For our hypothetical site (an exposed or covered, but unvegetated, tailings or waste rock dump surface), water balances and water quality models often just apply a runoff factor based on available precipitation inputs during each month. Depending on the site specifics, the runoff factor may vary on a month-to-month basis to account for processes such as evaporative losses during surface runoff [which will depend on the slope of the waste (i.e. hydraulic residence time), as well as temperature, relative humidity, and wind speed] and the amount of infiltration losses into the waste (dependent on particle-size distributions, surface runoff residence times, and antecedent moisture/temperature conditions in the waste—including negligible infiltration into frozen soils during the early freshet period). At our site, a uniform runoff coefficient of 1.0 was used throughout the open-water season to simplify the discussions, although we also stress that non-uniform non-unity runoff coefficients can readily be incorporated into the modeling approach.

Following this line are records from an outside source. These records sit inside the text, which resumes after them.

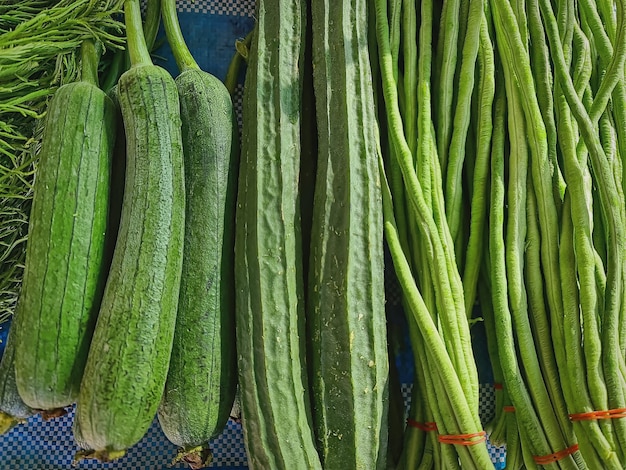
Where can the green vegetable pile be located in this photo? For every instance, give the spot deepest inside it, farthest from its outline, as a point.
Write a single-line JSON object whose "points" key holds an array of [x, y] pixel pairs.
{"points": [[39, 40], [503, 135]]}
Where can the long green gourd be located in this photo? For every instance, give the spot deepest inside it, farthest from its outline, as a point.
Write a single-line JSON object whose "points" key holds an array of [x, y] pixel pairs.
{"points": [[202, 377], [345, 298], [130, 353], [275, 403], [65, 262]]}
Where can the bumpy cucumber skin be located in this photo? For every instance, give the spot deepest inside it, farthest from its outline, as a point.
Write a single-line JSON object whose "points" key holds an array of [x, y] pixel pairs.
{"points": [[65, 262], [13, 410], [202, 378], [345, 310], [130, 351], [276, 415]]}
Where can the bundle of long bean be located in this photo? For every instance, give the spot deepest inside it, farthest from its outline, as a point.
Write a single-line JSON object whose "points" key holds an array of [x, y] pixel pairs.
{"points": [[38, 44], [504, 131]]}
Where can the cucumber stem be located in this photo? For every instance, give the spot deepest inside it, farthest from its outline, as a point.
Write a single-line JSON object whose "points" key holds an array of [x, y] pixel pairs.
{"points": [[137, 48], [232, 74], [90, 58], [174, 34]]}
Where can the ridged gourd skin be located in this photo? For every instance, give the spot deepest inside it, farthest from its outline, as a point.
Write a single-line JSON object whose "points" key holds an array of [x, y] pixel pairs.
{"points": [[65, 265], [13, 410], [275, 403], [130, 351], [345, 298], [202, 377]]}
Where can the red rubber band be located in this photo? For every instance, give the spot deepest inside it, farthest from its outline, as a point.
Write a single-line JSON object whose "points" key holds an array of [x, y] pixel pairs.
{"points": [[548, 459], [463, 439], [426, 427], [592, 415]]}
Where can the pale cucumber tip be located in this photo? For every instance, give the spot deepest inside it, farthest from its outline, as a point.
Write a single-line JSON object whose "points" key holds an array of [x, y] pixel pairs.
{"points": [[100, 455], [196, 457], [8, 422], [53, 413]]}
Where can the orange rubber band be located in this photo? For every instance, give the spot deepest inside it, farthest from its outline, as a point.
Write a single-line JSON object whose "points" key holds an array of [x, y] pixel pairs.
{"points": [[426, 427], [548, 459], [463, 439], [592, 415]]}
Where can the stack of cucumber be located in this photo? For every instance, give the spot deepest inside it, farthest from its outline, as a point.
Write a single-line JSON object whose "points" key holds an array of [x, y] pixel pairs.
{"points": [[483, 139], [127, 305]]}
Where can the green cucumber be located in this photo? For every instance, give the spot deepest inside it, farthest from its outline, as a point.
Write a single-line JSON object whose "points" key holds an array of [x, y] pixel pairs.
{"points": [[65, 257], [13, 410], [130, 352], [202, 378], [345, 299], [275, 404]]}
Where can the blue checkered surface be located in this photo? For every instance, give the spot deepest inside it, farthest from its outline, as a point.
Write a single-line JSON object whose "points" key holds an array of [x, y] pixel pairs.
{"points": [[211, 28]]}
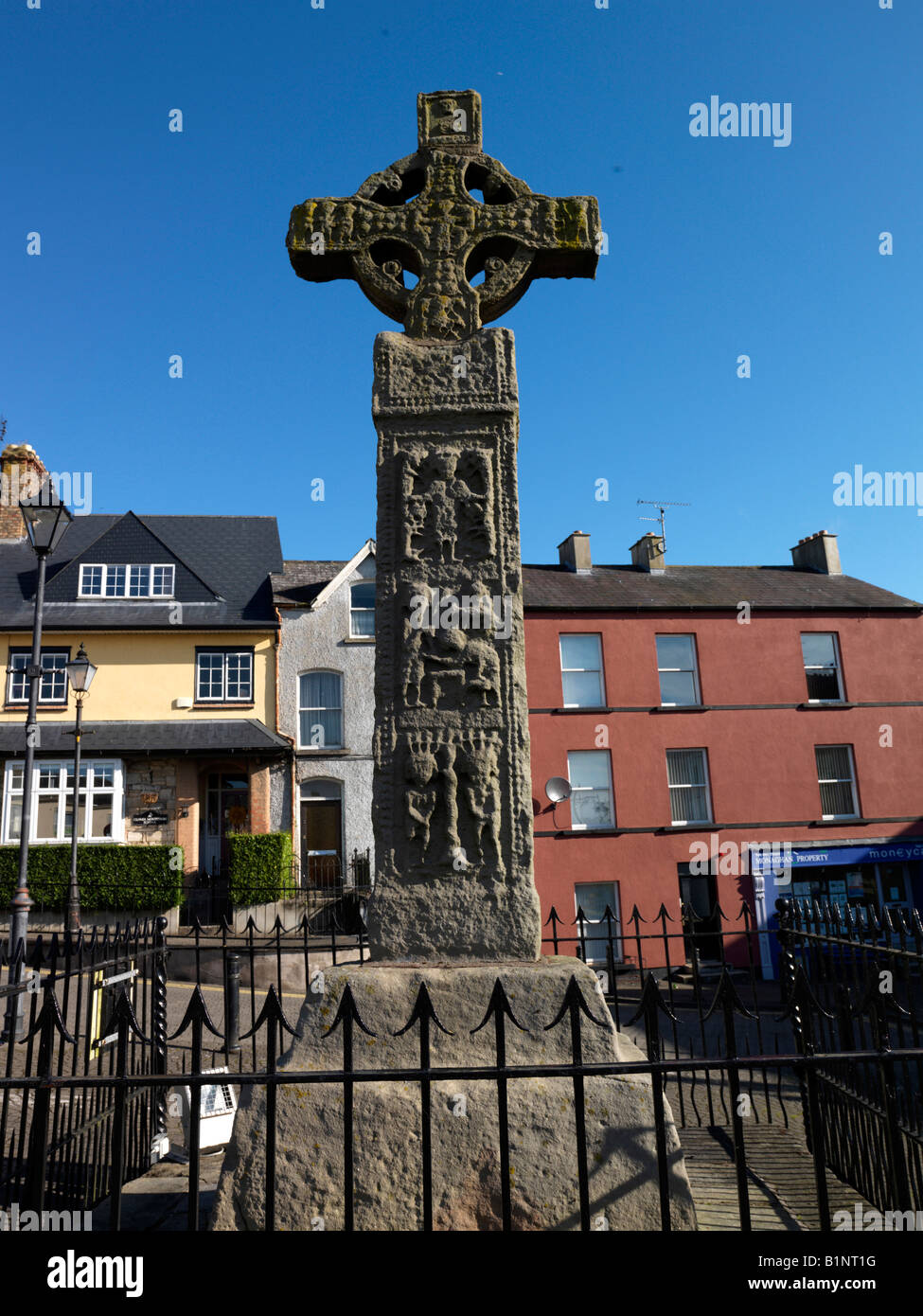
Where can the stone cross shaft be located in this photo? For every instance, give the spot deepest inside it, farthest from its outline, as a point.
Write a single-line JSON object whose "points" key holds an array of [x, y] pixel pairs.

At Yellowknife, any precipitation falling during a particular month generally appears as runoff during that month between May and October, whereas precipitation between November and April is typically stored on the surface until the May freshet. Thus, the only water balance loss processes for our site are over-winter sublimation and wind losses (wind accumulation may also be important in regions of low topographic relief and high winter wind speeds such as at Yellowknife) that reduce the amount of total over-winter precipitation available for runoff at the spring freshet. At present, there are no reliable means of estimating wind accumulation/losses for snow on the exposed mine wastes, but they may be substantial. The start of an annual snow survey program on mine wastes at a particular site is always recommended, and data from the proposed programs would allow for significant refinement and calibration of both site water balances and water quality models. Sublimation at the site was calculated using Kuzmin’s method along with wind speed, vapor pressure, and saturation vapor pressure available from the Environment Canada Yellowknife A climate station 1971–2000 averages or normals (http://climate.weatheroffice.ec.gc.ca/climate_normals/index_e.html). Monthly sublimation losses at Yellowknife were estimated as follows: January, 11.0 mm; February, 11.5 mm; March, 17.3 mm; April, 57.8 mm; November, 12.6 mm; and December, 9.2 mm (total annual sublimation of 119.4 mm). These values are within the expected range of sublimation amounts for this region of northern Canada (Rouse et al. 1997). As noted previously, wind speed and vapor pressure patterns at the site may vary over time due to climate change, but the lack of an easily accessible and available composite historical record for these parameters typically prevents predicting the direction or magnitude of any potential changes. Thus, we generally assume that over-winter sublimation rates remain constant over the modeling periods.

Modeling Framework

Runoff water quality estimates from exposed mine waste materials require the application of advanced geochemical and hydrological analyses coupled with models that account for secondary mineralization and sorption. To best determine representative periods for modeling, the analyses need to account for the following factors: the amount of surficial runoff expected; the degree of weathering occurring over the period of interest via scaling of laboratory geochemical test work data to expected field conditions; the appropriate return periods for risk analysis; and how climate is expected to change on-site over time. The formula for estimating the primary water quality (i.e. before secondary mineralization and/or sorption controls) of surface runoff from exposed mine waste is as follows, \( C_{a}^{1^\circ } = (P_{r} \times [\rho_{d}^{f} \times d_{i} \times A_{u} ] \times \Updelta t \times [r_{w}^{T} /r_{w}^{{20^\circ {\text{C}}}} ] \times 1\,{\text{m}}^{3} /1,000\,{\text{L}})/(I_{r} \times A_{u} ), \) where \( C_{a}^{1^\circ } \) is the primary concentration (in mg/L) of water quality parameter a, P r is the late-stage production rate (in mg/kg/d) of parameter a from humidity cell data, \( \rho_{d}^{f} \) is the field dry density of the mine waste (in kg/m3), d i is the depth through which the water infiltrates in the mine waste (in m), A u is unit area (1 m2), I r is the water depth (in m) infiltrating through mine waste depth d i over time period Δt (in days), and \( [r_{w}^{T} /r_{w}^{{20^\circ {\text{C}}}} ] \) is a kinetic factor to account for different weathering rates under field average temperature T over time period t versus laboratory temperature (20°C) conditions over the same time period.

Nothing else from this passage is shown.